Healthy, Natural Fats
If you’re sticking to a low-fat diet, but you’re having trouble sleeping, you may need to ditch your diet. Avoid processed vegetable oils or hydrogenated fats, but add healthy fats like omega-3 fats and unsaturated fats. Some examples of foods with healthy fats include nuts, eggs, flaxseed, fatty fish, avocado and peanut butter.
High Fiber Foods
Processed and sugary foods are digested very quickly, which means your blood sugar rises and drops quickly. That process can interrupt sleep. Foods high in fiber slow down the digestive process, which slows down sugar’s release into your blood, thereby helping you to avoid sugar spikes. Fiber-rich foods include beans, whole grains, and nuts.
Studies have found that drinking tart cherry juice improved sleep quality in adults with insomnia. Tart cherries are also helpful for blood sugar issues, as they have been found to lower blood sugar and produce a molecule that helps the body handle sugar better.
Vegetables and Leafy Greens
While it’s already known that you should include plenty of vegetables in your diet, they are especially helpful if you have insomnia issues related to blood sugar. Since vegetables and leafy greens are high in fiber but low in carbs, they are the ideal food for balancing blood sugar levels.
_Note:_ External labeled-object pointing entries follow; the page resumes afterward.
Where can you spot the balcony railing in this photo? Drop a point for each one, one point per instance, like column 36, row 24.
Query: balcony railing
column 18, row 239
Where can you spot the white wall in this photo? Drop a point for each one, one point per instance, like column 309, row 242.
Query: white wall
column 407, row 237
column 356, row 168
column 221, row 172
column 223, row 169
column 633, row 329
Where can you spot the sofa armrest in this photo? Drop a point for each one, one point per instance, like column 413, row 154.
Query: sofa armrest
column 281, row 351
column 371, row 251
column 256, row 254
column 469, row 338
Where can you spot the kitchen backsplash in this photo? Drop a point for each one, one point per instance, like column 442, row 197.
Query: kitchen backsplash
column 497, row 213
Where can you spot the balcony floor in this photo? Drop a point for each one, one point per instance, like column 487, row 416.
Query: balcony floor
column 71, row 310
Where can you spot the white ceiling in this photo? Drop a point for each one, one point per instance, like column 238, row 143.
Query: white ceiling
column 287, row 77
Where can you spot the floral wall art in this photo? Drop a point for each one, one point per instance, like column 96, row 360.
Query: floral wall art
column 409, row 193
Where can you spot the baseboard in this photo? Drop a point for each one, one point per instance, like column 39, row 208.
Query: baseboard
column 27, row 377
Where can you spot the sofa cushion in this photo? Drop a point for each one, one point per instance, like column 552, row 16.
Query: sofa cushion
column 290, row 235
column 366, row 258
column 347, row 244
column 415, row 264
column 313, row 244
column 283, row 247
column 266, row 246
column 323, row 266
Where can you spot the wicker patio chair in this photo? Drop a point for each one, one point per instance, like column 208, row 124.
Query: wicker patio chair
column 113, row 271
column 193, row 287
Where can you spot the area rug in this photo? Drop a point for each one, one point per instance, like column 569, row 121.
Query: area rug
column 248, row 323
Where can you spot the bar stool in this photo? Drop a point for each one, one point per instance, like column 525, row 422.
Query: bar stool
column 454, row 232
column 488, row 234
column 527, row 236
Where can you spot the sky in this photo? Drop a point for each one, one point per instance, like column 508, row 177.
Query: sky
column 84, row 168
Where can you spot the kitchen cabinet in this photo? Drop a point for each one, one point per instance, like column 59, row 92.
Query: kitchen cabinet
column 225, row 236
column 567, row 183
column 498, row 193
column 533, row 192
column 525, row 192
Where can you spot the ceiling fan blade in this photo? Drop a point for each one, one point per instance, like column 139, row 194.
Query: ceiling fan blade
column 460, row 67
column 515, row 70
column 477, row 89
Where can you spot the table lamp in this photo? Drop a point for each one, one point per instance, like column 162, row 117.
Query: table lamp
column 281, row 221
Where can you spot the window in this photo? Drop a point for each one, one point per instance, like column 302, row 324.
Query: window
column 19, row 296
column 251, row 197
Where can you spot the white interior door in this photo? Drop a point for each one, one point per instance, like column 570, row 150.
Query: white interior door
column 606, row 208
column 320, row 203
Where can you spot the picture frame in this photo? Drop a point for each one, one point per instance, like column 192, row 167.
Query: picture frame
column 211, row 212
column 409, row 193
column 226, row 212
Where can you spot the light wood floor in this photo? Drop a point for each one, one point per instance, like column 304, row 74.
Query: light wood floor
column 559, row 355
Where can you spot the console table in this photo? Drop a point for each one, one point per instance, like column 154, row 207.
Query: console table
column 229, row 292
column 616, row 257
Foods to Avoid for Insomnia Related to Blood Sugar
Your body digests different foods at different rates. For those of you who struggle with blood sugar imbalances, you should avoid foods that your body quickly converts to sugar and foods that are high in sugar but low in digestion-slowing nutrients. Here are some foods to avoid to help improve your insomnia.
While high-fiber carbohydrates are fine, refined carbohydrates should be avoided. This type of carbs has been heavily processed to the point that they contain very little fiber. They are converted to sugar quickly, which causes a quick spike in blood pressure. Examples of refined carbohydrates include white pasta, white bread, pastries, cookies, crackers, and bagels.
Women should only consume six teaspoons of sugar per day, and nine teaspoons for men, according to the American Heart Association. Sweetened drinks like soda, sweetened iced tea, juice, and sports drinks often contain 8 to 10 teaspoons of added sugar in a single bottle. Without any fiber in these drinks, your body digests the sugar very quickly. You experience a rapid blood sugar increase. Instead, stick with water and unsweetened beverages.
Foods With Added Sugar
If you check the labels, most processed foods contain added sugar. While you might think you’re making a healthy choice with granola bars or a fruity yogurt, you’ll find that these foods contain quite a bit of added sugar. Sometimes, it’s hard to tell if the food contains sugar since food manufacturers may use up to seven different types of sugar in a single product. If you do buy processed foods, check the nutrition labels carefully for added sugar.
Instead of turning to medications to help you sleep better at night, take a look at what you eat during the day. If you notice a trend towards high-sugar foods and refined carbohydrates, a change in diet may be all it takes to get better sleep. By eating foods that help your blood sugar stay balanced throughout the day, you can sleep better at night.